Flag Default Description
-int <lower> <upper>
none Genomic interval to use for inference, as specified by <lower> and <upper> boundaries in base pair position. The boundaries can be expressed either in long form (e.g., -int 5420000 10420000) or in exponential notation (e.g., -int 5.42e6 10.42e6). This option is particularly useful for restricting test jobs to small regions or splitting whole-chromosome analyses into manageable chunks, as discussed in the section on analyzing whole chromosomes.

IMPUTE2 requires that you specify an analysis interval in order to prevent accidental whole-chromosome analyses. If you want to impute a region larger than 7 Mb (which is not generally recommended), you must activate the -allow_large_regions flag.
-buffer <int> 250 kb Length of buffer region (in kb) to include on each side of the analysis interval specified by the -int option. SNPs in the buffer regions inform the inference but do not appear in output files (unless you activate the -include_buffer_in_output flag).

Using a buffer region helps prevent imputation quality from deteriorating near the edges of the analysis interval. Larger buffers may improve accuracy for low-frequency variants (since such variants tend to reside on long haplotype backgrounds) at the cost of longer running times.
-allow_large_regions Allows the analysis of regions larger than 7 Mb. If this flag is not activated and the analysis interval plus buffer region exceeds 7 Mb, the program will quit with an error. The rationale for this flag is described here.
-include_buffer_in_output Tells the program to include SNPs from the -buffer region in all output files. The main reason for using this option is to preserve the buffer information for downstream imputation, e.g. when pre-phasing a GWAS dataset.
-Ne <int> 20000 "Effective size" of the population (commonly denoted as Ne in the population genetics literature) from which your dataset was sampled. This parameter scales the recombination rates that IMPUTE2 uses to guide its model of linkage disequilibrium patterns. When most imputation runs were conducted with reference panels from HapMap Phase 2, we suggested values of 11418 for imputation from HapMap CEU, 17469 for YRI, and 14269 for CHB+JPT.

Modern imputation analyses typically involve reference panels with greater ancestral diversity, which can make it hard to determine the "ideal" -Ne value for a particular study. Fortunately, we have found that imputation accuracy is highly robust to different -Ne values; within each of several human populations, we have obtained nearly identical accuracy levels for values between 10000 and 25000. We suggest setting -Ne to 20000 in the majority of modern imputation analyses.
-call_thresh <float> 0.9 Threshold for calling genotypes in the -g file. For each individual at each SNP, the program will use the genotype with the maximum probability if that probability exceeds the threshold; otherwise, the genotype will be treated as missing.

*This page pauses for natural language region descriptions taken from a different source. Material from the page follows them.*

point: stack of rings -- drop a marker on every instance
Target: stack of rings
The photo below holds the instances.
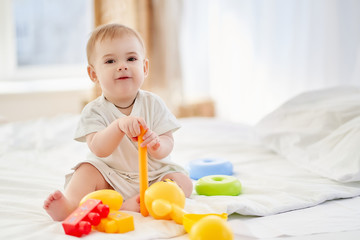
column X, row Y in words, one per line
column 209, row 166
column 218, row 185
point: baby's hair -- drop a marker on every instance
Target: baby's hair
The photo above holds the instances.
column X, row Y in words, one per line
column 110, row 31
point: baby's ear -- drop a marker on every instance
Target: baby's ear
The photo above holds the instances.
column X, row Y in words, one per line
column 92, row 73
column 146, row 67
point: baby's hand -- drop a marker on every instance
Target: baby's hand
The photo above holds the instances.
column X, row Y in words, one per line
column 131, row 126
column 151, row 140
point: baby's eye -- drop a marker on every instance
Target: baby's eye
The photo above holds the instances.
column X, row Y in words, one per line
column 131, row 59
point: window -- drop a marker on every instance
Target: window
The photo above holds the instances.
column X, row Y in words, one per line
column 44, row 39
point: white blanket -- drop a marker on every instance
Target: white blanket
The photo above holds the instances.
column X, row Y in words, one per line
column 35, row 156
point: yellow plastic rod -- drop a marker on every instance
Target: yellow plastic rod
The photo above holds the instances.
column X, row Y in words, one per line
column 143, row 172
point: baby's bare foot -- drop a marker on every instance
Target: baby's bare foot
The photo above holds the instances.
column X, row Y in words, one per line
column 57, row 206
column 132, row 204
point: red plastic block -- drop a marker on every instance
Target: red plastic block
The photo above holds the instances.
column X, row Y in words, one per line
column 89, row 213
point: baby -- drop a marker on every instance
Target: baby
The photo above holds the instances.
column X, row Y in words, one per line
column 111, row 124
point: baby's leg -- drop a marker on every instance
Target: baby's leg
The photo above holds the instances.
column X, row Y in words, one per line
column 182, row 180
column 85, row 179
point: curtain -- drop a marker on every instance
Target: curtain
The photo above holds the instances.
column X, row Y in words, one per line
column 158, row 22
column 252, row 55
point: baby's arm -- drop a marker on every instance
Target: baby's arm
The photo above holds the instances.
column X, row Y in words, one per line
column 158, row 146
column 104, row 142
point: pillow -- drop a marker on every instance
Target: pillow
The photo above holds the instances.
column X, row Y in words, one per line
column 318, row 131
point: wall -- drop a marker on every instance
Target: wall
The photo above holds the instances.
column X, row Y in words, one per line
column 31, row 105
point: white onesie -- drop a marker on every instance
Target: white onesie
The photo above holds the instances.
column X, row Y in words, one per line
column 120, row 169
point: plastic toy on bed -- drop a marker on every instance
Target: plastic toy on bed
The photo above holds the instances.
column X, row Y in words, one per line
column 218, row 185
column 110, row 220
column 116, row 221
column 209, row 166
column 165, row 200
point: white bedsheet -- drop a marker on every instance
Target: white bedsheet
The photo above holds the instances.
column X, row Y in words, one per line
column 35, row 156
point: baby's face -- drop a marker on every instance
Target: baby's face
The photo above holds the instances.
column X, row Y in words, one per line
column 120, row 67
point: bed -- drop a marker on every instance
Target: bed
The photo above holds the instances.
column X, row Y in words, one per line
column 299, row 168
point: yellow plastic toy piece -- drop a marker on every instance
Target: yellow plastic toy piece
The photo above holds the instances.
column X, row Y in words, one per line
column 211, row 228
column 116, row 222
column 143, row 172
column 109, row 197
column 165, row 200
column 190, row 219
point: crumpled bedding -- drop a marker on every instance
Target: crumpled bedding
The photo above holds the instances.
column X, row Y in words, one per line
column 35, row 155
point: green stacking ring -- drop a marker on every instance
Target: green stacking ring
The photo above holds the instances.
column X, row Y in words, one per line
column 218, row 185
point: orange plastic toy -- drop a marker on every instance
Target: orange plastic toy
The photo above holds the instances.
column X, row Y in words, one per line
column 143, row 172
column 87, row 214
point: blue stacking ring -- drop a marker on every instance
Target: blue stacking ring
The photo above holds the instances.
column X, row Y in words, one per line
column 209, row 166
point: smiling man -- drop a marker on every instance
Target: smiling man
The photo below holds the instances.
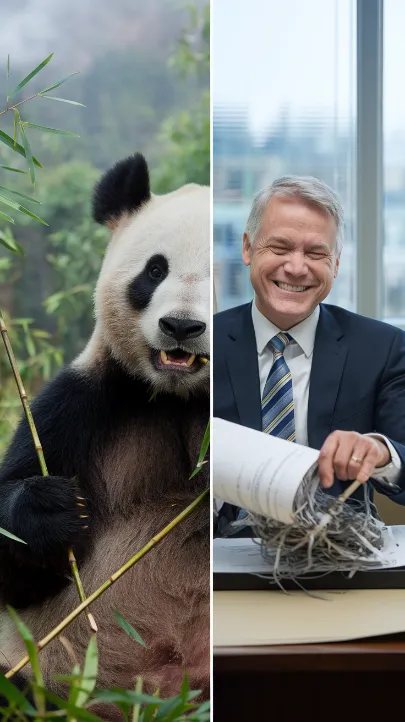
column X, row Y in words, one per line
column 305, row 371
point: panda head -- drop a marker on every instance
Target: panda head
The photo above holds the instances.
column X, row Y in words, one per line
column 152, row 299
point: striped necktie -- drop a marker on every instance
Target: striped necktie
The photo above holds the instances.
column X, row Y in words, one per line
column 277, row 409
column 277, row 400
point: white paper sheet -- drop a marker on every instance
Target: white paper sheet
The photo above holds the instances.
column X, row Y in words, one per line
column 243, row 555
column 266, row 479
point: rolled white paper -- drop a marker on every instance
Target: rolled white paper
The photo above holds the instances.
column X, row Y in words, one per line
column 258, row 472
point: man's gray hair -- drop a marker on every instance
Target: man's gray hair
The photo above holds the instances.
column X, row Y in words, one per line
column 305, row 188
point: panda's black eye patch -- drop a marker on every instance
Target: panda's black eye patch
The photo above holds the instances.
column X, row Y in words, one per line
column 142, row 287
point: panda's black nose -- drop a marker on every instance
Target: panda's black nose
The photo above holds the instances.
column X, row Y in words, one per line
column 180, row 328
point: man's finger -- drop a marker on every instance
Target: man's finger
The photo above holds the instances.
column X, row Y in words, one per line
column 325, row 461
column 367, row 466
column 357, row 458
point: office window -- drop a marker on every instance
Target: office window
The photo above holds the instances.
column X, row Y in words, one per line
column 280, row 111
column 394, row 163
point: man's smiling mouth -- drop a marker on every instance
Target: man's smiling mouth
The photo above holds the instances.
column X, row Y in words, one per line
column 290, row 287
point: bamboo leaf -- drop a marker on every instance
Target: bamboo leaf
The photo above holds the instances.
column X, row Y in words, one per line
column 127, row 627
column 5, row 217
column 62, row 100
column 28, row 153
column 52, row 130
column 57, row 84
column 33, row 655
column 16, row 121
column 15, row 697
column 29, row 77
column 17, row 207
column 8, row 140
column 14, row 170
column 74, row 712
column 8, row 74
column 90, row 669
column 21, row 195
column 203, row 450
column 3, row 531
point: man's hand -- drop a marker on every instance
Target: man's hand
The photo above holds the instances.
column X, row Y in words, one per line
column 349, row 456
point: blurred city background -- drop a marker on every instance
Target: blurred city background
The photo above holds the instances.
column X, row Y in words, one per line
column 284, row 94
column 144, row 82
column 285, row 97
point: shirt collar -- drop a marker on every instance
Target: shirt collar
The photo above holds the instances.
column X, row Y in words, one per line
column 303, row 333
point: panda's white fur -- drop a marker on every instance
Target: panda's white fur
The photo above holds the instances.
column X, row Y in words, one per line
column 180, row 216
column 128, row 455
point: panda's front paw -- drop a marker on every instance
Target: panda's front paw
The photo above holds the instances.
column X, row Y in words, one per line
column 50, row 515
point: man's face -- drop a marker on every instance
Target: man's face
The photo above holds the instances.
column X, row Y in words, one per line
column 292, row 260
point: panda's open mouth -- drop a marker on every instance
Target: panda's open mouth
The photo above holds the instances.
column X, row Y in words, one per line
column 179, row 360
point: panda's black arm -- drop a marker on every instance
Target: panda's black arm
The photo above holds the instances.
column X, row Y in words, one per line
column 44, row 511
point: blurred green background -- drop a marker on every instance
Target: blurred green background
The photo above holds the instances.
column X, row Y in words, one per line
column 144, row 81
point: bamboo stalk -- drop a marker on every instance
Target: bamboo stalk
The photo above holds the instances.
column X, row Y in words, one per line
column 109, row 582
column 40, row 454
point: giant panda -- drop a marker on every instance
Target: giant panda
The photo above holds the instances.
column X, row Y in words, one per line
column 121, row 429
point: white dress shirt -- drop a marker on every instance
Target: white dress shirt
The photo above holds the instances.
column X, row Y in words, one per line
column 298, row 357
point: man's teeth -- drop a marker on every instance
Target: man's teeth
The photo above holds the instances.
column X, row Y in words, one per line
column 288, row 287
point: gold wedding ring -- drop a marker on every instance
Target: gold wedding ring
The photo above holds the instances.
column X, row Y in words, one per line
column 356, row 459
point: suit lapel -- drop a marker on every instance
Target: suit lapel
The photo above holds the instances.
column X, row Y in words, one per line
column 242, row 363
column 330, row 351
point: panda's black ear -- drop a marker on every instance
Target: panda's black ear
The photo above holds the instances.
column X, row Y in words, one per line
column 122, row 189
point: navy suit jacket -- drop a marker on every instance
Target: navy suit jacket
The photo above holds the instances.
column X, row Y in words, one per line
column 357, row 381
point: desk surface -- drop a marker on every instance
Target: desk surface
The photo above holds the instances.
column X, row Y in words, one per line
column 276, row 624
column 376, row 653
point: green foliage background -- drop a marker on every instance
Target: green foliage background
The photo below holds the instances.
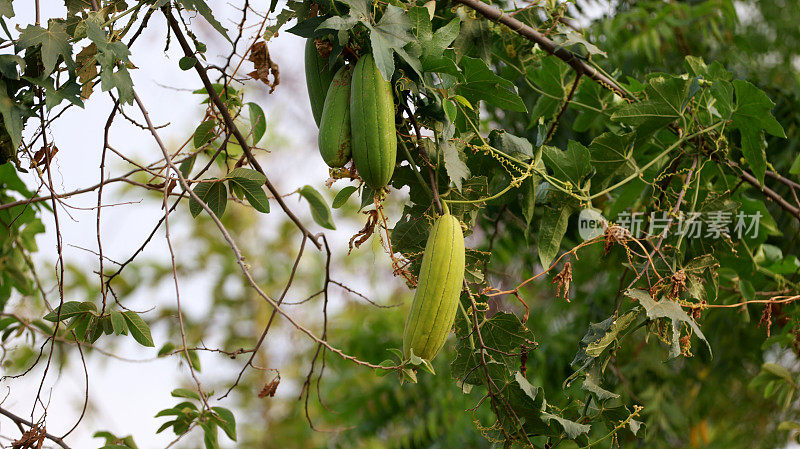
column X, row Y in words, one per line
column 732, row 400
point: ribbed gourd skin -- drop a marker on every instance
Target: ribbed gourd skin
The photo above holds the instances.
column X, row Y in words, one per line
column 436, row 299
column 318, row 78
column 334, row 128
column 373, row 137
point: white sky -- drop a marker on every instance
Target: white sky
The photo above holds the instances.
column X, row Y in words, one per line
column 126, row 396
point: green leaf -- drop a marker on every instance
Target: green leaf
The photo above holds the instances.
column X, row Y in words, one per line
column 457, row 169
column 204, row 133
column 747, row 290
column 14, row 115
column 6, row 8
column 666, row 98
column 214, row 194
column 552, row 228
column 595, row 348
column 668, row 309
column 118, row 323
column 388, row 36
column 343, row 195
column 319, row 208
column 571, row 428
column 140, row 331
column 54, row 41
column 187, row 62
column 210, row 437
column 226, row 421
column 109, row 55
column 258, row 122
column 481, row 83
column 778, row 371
column 70, row 309
column 252, row 184
column 752, row 115
column 360, row 10
column 571, row 165
column 611, row 155
column 602, row 394
column 201, row 7
column 510, row 144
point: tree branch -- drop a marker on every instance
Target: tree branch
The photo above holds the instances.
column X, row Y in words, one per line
column 226, row 116
column 580, row 65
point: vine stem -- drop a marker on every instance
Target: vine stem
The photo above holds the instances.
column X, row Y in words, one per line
column 238, row 254
column 655, row 159
column 20, row 420
column 226, row 116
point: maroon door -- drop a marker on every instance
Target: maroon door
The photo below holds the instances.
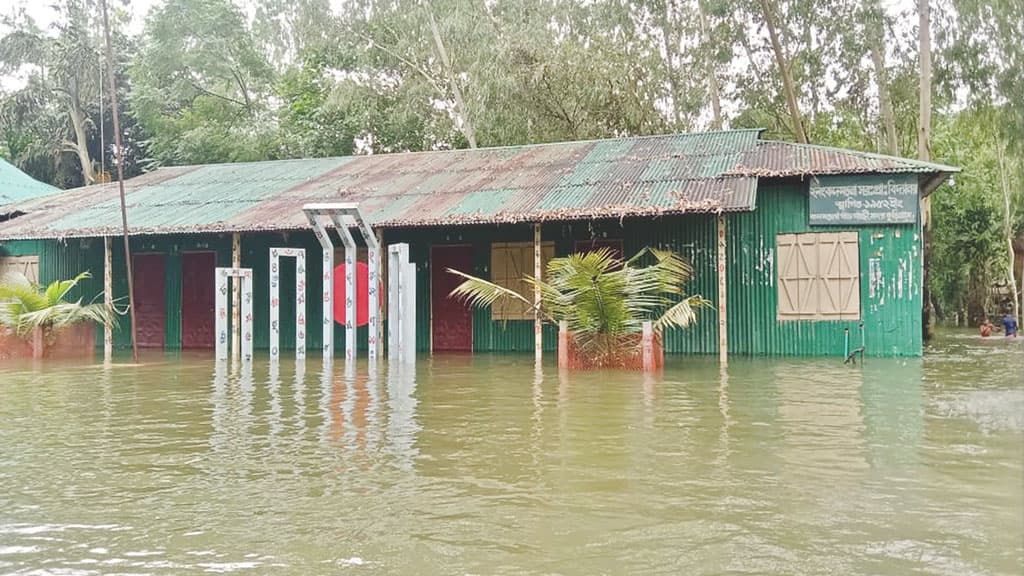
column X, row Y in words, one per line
column 198, row 299
column 147, row 271
column 452, row 320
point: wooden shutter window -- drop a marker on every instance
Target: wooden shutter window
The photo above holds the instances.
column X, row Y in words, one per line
column 27, row 265
column 818, row 276
column 509, row 261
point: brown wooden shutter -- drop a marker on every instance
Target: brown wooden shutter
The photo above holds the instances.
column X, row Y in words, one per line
column 27, row 265
column 818, row 276
column 788, row 289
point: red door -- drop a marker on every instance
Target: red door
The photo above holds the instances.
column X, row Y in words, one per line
column 452, row 320
column 151, row 311
column 198, row 299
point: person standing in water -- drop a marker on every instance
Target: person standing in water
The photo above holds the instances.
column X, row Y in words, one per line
column 1010, row 326
column 986, row 328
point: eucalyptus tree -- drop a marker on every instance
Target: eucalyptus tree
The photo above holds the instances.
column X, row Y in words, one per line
column 203, row 91
column 62, row 67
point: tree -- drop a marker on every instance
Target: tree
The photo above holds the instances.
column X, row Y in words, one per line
column 875, row 35
column 203, row 90
column 26, row 306
column 64, row 70
column 604, row 300
column 782, row 65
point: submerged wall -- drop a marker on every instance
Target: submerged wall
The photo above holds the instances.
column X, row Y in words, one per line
column 890, row 278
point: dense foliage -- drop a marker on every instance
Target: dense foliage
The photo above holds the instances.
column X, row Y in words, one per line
column 229, row 80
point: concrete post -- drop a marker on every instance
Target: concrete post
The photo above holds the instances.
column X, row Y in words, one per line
column 647, row 345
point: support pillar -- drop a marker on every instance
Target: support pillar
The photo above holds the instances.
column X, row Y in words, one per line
column 382, row 273
column 723, row 331
column 236, row 296
column 108, row 297
column 563, row 344
column 538, row 274
column 647, row 346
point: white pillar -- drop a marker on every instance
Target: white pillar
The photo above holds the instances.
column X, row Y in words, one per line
column 247, row 314
column 409, row 311
column 274, row 304
column 236, row 295
column 242, row 284
column 221, row 305
column 328, row 282
column 350, row 294
column 393, row 302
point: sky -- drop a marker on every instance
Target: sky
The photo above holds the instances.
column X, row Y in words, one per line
column 43, row 13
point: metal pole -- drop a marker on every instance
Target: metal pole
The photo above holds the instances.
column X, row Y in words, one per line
column 723, row 318
column 108, row 296
column 121, row 178
column 538, row 327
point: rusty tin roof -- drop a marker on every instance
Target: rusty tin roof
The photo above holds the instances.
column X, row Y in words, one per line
column 650, row 175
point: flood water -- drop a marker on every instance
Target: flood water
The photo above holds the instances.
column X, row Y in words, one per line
column 478, row 465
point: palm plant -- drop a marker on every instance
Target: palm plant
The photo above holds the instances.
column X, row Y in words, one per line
column 26, row 305
column 604, row 300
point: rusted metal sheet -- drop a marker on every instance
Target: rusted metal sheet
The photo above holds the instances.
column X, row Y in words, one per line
column 616, row 178
column 15, row 186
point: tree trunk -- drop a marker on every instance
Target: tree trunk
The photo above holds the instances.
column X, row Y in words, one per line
column 81, row 140
column 716, row 103
column 783, row 69
column 924, row 153
column 875, row 28
column 925, row 110
column 466, row 125
column 671, row 44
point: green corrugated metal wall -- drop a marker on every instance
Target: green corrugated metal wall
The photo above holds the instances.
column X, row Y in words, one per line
column 690, row 236
column 890, row 297
column 62, row 260
column 890, row 304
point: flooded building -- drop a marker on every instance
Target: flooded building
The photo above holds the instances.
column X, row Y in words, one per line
column 794, row 244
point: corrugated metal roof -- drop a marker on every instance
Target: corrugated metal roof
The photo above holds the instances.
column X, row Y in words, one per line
column 651, row 175
column 15, row 186
column 787, row 159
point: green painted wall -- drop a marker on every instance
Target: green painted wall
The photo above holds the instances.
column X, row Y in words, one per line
column 890, row 297
column 891, row 301
column 62, row 260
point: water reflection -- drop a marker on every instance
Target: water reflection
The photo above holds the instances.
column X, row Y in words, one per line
column 486, row 465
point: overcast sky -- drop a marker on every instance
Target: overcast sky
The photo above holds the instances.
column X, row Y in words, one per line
column 44, row 13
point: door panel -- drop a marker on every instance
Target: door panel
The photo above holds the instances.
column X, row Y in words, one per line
column 452, row 321
column 198, row 299
column 151, row 309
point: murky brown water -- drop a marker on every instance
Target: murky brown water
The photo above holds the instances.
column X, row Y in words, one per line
column 476, row 466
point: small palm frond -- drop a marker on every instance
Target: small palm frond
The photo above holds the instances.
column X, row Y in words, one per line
column 480, row 293
column 64, row 315
column 681, row 315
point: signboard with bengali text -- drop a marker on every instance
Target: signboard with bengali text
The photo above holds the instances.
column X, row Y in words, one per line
column 876, row 199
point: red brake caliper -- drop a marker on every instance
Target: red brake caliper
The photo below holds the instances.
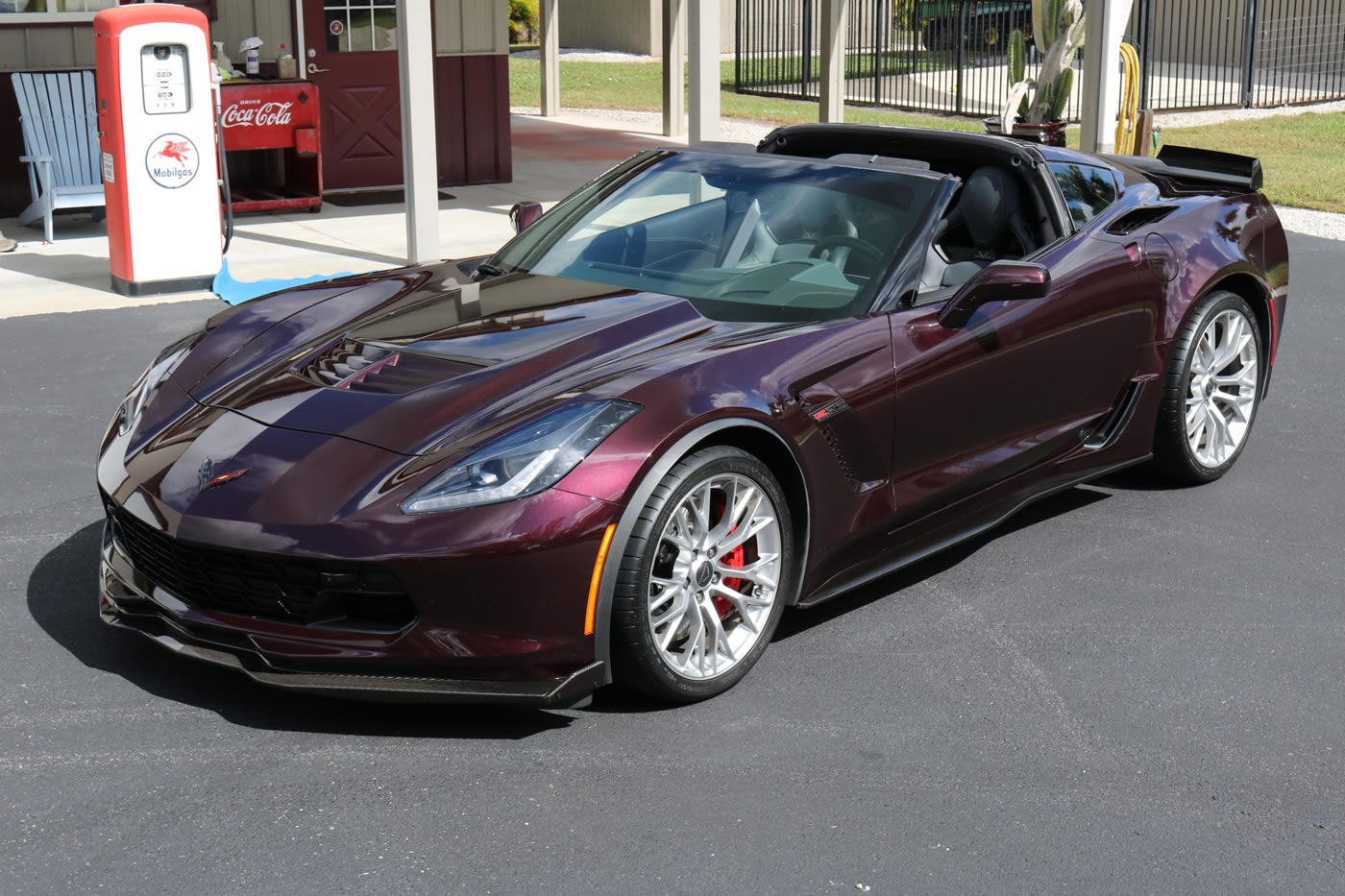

NOTE: This threshold applies only to input genotypes. If you want to apply a calling threshold to IMPUTE2's output probabilities, you will have to do it yourself. However, it is usually not a good idea to treat imputation output this way; see the webpage of our association-testing software SNPTEST for better suggestions.
-nind <int> # of indiv in -g file Number of individuals from the -g file to include in the analysis. For example, to impute only the first five individuals, set -nind 5. This option is useful for debugging and test runs.
-verbose Print detailed output about the progress of imputation. By default, IMPUTE2 prints only the number of the current MCMC iteration when performing imputation, but this flag tells it to print more detailed updates.